MySQL Bugs: #102653: Feature enhancement for the GTID_NEXT variable to support '<uuid>:AUTOMATIC'

Bug #102653	Feature enhancement for the GTID_NEXT variable to support '<uuid>:AUTOMATIC'
Submitted:	18 Feb 2021 19:28	Modified:	22 Feb 2021 14:33
Reporter:	Simon Mudd (OCA)	Email Updates:
Status:	Verified	Impact on me:	None
Category:	MySQL Server: Replication	Severity:	S4 (Feature request)
Version:	8.0	OS:	Any
Assigned to:		CPU Architecture:	Any
Tags:	Delay, Injection, Monitoring, replication

Description:
https://dev.mysql.com/doc/refman/8.0/en/replication-options-gtids.html#sysvar_gtid_nexthtt... is the reference to GTID_NEXT.

Normally this value is not touched by users and each new transaction if GTID is enabled generates a new GTID based on the server or replication group's UUID.

People who manage clusters of MySQL servers often want to measure replication delay and be able to determine how far behind the last "insert" replication is. This is usually done by injecting a transaction/event often with a timestamp periodically and then reading on a replica the latest value received from which "replication delay" can be measure from the upstream master.

There are various techniques for doing this including injecting externally or even using the event_scheduler to inject an event on the master.

All this works fine until the master needs to change and there's the possibility that a split brain may occur. How do we detect this:  by checking GTID_EXECUTED on all servers. If there's a difference it could be due to real data missing from the  master but you can't be sure as data is injected via these heartbeat events and they can't easily be excluded.

One possible way to simplify this would be to inject such events using a "custom UUID" known not to be in the GTID_EXECUTED set, and which is different to any master's UUID.

It is possible to inject specific GTIDS by setting GTID_NEXT but if you want to uses a specific value you must provide both the UUID and also the ID value.  To know the next <id> value right now you must do a SELECT to calculate the next one.  That adds extra complexity.

How to repeat:
See above.

Suggested fix:
My proposed solution would be to form an additional format for GTID_NEXT which would be '<UUID>:AUTOMATIC' where <UUID> is a UUID value, chosen by the user.

Once this value is set any subsequent values would generate GTID values based on the next version after the latest <UUID>:<RANGE> value or if no GTID exists for <UUID> then to provide the <UUID>:1.

Other than that all logic should be identical.

External heartbeat/event generators would then be able to basically write code which does something like:

set time_zone = '+00:00';
SET GTID_NEXT = '00000000-1111-2222-3333-444444444444:AUTOMATIC';
INSERT INTO heartbeat_table(last_update, probe_hostname) VALUES (NOW(6), 'probe_hostname') ON DUPLICATE KEY UPDATE ....;
-- delay 1 second
INSERT INTO heartbeat_table(last_update, probe_hostname) VALUES (NOW(6), 'probe_hostname') ON DUPLICATE KEY UPDATE ....;
-- delay 1 second
INSERT ....

Where the table would probably have unique key on probe_hostname and an index on last_update to ensure that it's easy to find the time since the last update even if multiple probes are being used.

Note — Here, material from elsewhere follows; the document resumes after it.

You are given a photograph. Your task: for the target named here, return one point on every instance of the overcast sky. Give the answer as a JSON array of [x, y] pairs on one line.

Code used by the client can be site specific but when checking or comparing GTID_EXECUTED on different servers you simply exclude any values of '00000000-1111-2222-3333-444444444444:...' and do not need to worry about "injected events" requiring you to double check events in the binlog.

A clarification. I wrote:

"... to inject such events using a "custom UUID" known not to be in the GTID_EXECUTED set ..."

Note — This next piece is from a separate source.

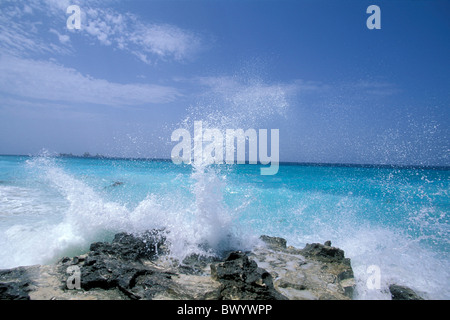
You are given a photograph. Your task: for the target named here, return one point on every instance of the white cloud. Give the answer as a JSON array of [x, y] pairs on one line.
[[52, 82], [63, 38], [147, 41]]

Here I mean it would be known not to be in the GTID set of normal, regular transactions in the database.  MySQL doesn't know this but the user does so can ignore these GTID values as being "irrelevant" when comparing GTID_EXECUTED between servers.

Hello Simon,

Thank you for the feature request!

regards,
Umesh

Posted by developer:

Thank you for the feature request!

It is certainly important to measure lag, and of course measuring lag should not interfere with the GTID state of servers. However, it is not clear to me why the existing lag measuring mechanisms cannot be used. Also, I did not understand what the observed defect is when using heartbeat transactions without a dedicated UUID. So, I would appreciate help understanding the following points:

- When talking about "cluster", do you specifically mean one GR group (as in InnoDB), or more generally any replication topology?

- Note that the server stores a timestamp with every transaction committed by a client: the 'original_commit_timestamp'. This gets replicated to all downstream replicas. Replicas display the original_commit_timestamp for the last transaction committed by each worker in performance_schema.replication_applier_status_by_worker (LAST_APPLIED_TRANSACTION_ORIGINAL_COMMIT_TIMESTAMP). It also displays the timestamp when the same transaction was committed on the replica. So the lag can be computed as the difference between these timestamps. So it is not clear to me why the DBA needs to commit specific heartbeat transactions.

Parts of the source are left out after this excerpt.